Что же касается заключительного двустишия, то честно говоря, оно, по мнению графомана, в переводе, немного искажено, ибо в оригинале провозглашается: «...Чтобы сведущий мир не заметил твоих рыданий/И не осмеял тебя из-за меня, когда я умру». Подлец же переводчик изобразил дело так, будто у мира не будет повода осмеять как ЛГ, так и предмет обожания, когда ЛГ помрет.
В свое оправдание графоман считает своим долгом заметить, что даже тень Гения придает бездарному переводу некую значительность, позволяющую снисходительно смотреть на такого рода переводческие потуги. Подобие аллитерации (СМЕТЬ - оСМЕяТЬ - СМЕрТЬ) "вылезло" у переводчика случайно, по прихоти музы, и его не следует записывать ему в плюс.
Вот и вся сказка. Но теперь – «послесказие».

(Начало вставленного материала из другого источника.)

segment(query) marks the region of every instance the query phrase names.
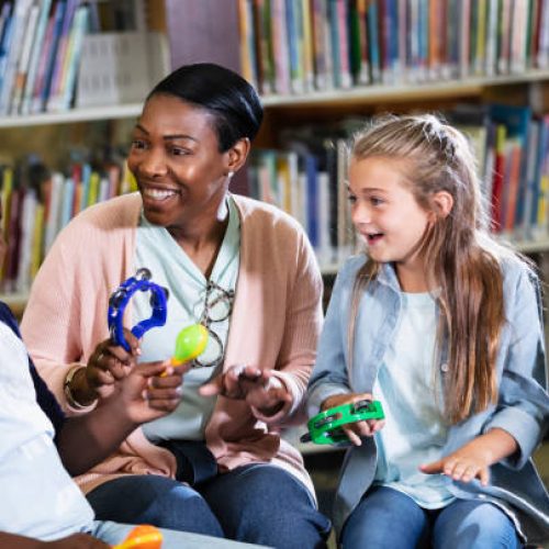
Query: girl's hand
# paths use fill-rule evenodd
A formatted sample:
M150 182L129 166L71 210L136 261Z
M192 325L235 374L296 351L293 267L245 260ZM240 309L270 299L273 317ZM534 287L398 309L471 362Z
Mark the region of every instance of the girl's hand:
M328 408L335 406L340 406L343 404L350 404L351 402L359 402L363 400L373 400L370 393L349 393L349 394L336 394L334 396L328 396L321 406L324 412ZM347 435L347 438L355 446L362 445L362 437L371 437L376 432L380 430L383 425L385 425L384 419L367 419L362 422L348 423L343 425L340 428Z
M490 467L485 460L474 452L463 451L463 448L432 463L422 464L419 470L425 474L446 474L461 482L479 479L483 486L490 481Z
M490 482L490 466L515 453L518 444L506 430L494 427L479 435L453 453L433 463L419 466L426 474L446 474L453 480L471 482L479 479L483 486Z
M244 400L266 416L274 415L292 401L285 385L270 370L255 366L232 366L199 391L203 396L221 394Z
M54 541L44 541L44 545L33 547L44 547L44 549L109 549L110 546L89 534L72 534L66 538Z

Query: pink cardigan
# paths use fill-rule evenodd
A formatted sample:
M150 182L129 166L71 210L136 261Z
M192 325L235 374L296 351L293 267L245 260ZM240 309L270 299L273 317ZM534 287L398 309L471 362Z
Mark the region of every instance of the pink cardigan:
M301 406L322 324L322 278L299 224L267 204L234 195L240 215L240 267L225 367L273 369L294 395L294 405L261 417L242 401L217 399L205 429L220 470L249 462L276 463L312 493L299 451L280 428L304 421ZM59 234L32 288L21 329L41 376L69 414L63 382L75 363L86 363L109 337L110 293L133 276L138 193L92 206ZM86 412L83 412L86 413ZM86 451L86 449L82 449ZM120 474L173 478L169 451L152 445L141 428L119 451L77 481L88 492Z

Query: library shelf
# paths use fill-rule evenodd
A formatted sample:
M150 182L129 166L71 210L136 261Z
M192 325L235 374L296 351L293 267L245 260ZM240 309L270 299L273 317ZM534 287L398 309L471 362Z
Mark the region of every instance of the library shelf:
M142 108L143 103L130 103L90 107L87 109L70 109L63 112L44 112L40 114L30 114L27 116L0 116L0 128L131 119L133 116L138 116Z
M486 88L544 82L549 80L549 70L528 70L512 75L479 76L449 80L418 82L391 82L386 85L354 86L302 94L268 94L262 97L266 108L292 108L351 102L374 103L378 101L406 101L414 99L445 99L480 96Z

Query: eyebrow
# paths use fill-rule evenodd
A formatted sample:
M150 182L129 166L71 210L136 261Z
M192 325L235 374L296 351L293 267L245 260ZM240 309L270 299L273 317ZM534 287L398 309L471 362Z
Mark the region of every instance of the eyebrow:
M141 124L135 124L135 127L137 130L141 130L144 134L147 134L147 135L149 134L149 132L147 132L147 130L145 127L143 127ZM187 134L163 135L163 139L165 139L165 141L190 139L190 141L195 142L195 143L199 142L195 137L192 137L191 135L187 135Z

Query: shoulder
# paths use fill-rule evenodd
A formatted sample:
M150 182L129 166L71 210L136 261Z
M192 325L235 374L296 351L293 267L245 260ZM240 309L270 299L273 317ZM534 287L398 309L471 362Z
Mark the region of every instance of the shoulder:
M240 215L240 224L244 229L304 234L298 220L279 208L239 194L233 194L232 198Z

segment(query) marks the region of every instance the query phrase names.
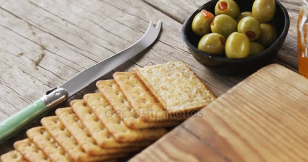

К 400-летию с даты смерти Вильяма Шекспира
Не берусь утверждать, что поэтические переводы шекспировских сонетов стали в России чем-то вроде национального хобби или заболевания, которым в равной степени страдают как «серьезные поэты», так и графоманы. Во всяком случае на тех литературных сайтах, где мне приходилась бывать, всегда громко заявляла о себе славная когорта авторов, упорно и настойчиво перелагавших творения Шакеспеара на великий и могучий русский язык. И это несмотря на то, что весь сонетный цикл был у нас давно и не единожды переведен. А об отдельных сонетах, переводившихся отдельными маститыми и крупными русскими поэтами, я и не говорю, как не касаюсь тысяч и тысяч графоманских поделок.
Принято считать, что наиболее успешный перевод этого знаменитого и таинственного цикла стихов выполнен Самуилом Яковлевичем Маршаком. Впрочем, и ему, выдающемуся советскому поэту порядочно и в основном посмертно досталось-таки от критиков: дескать, не та тональность, не тот язык выбраны; там, где у стратфордского барда кипят вулканические страсти, у Самуила Яковлевича царит спокойная отстраненная элегичность; окромя того, досадные ошибочки кое-где Маршак, якобы, допустил, не отразил, сердешный, кое-каких нюансов и оттенков, не смог уйти от банальных рифм. Есть и более категоричные суждения. Вот пример новейшего: "Маршак читается легко, отлично запоминается, только это не Шекспир — это полное извращение Шекспира. Большинство же других переводов сонетов вообще трудно читать." Процитированные слова принадлежат доценту ВШЭ Михаилу Свердлову.
Критиковать, конечно, легче, чем переводить, тем более что ни один критик не смог, по-моему, предложить свой, лучший вариант. Даже, полагаю, переводы Николая Самойлова с Прозы.ру, которому, по его признанию, "открылся" весь Уильям Шекспир, далеки от совершенства.
На мой непросвещенный взгляд, не так важно, насколько отступил С.Я. Маршак от «истинного Шекспира» в своих переводах сонетного собрания. Важно то, что переведенные им сонеты стали явлением русской поэзии.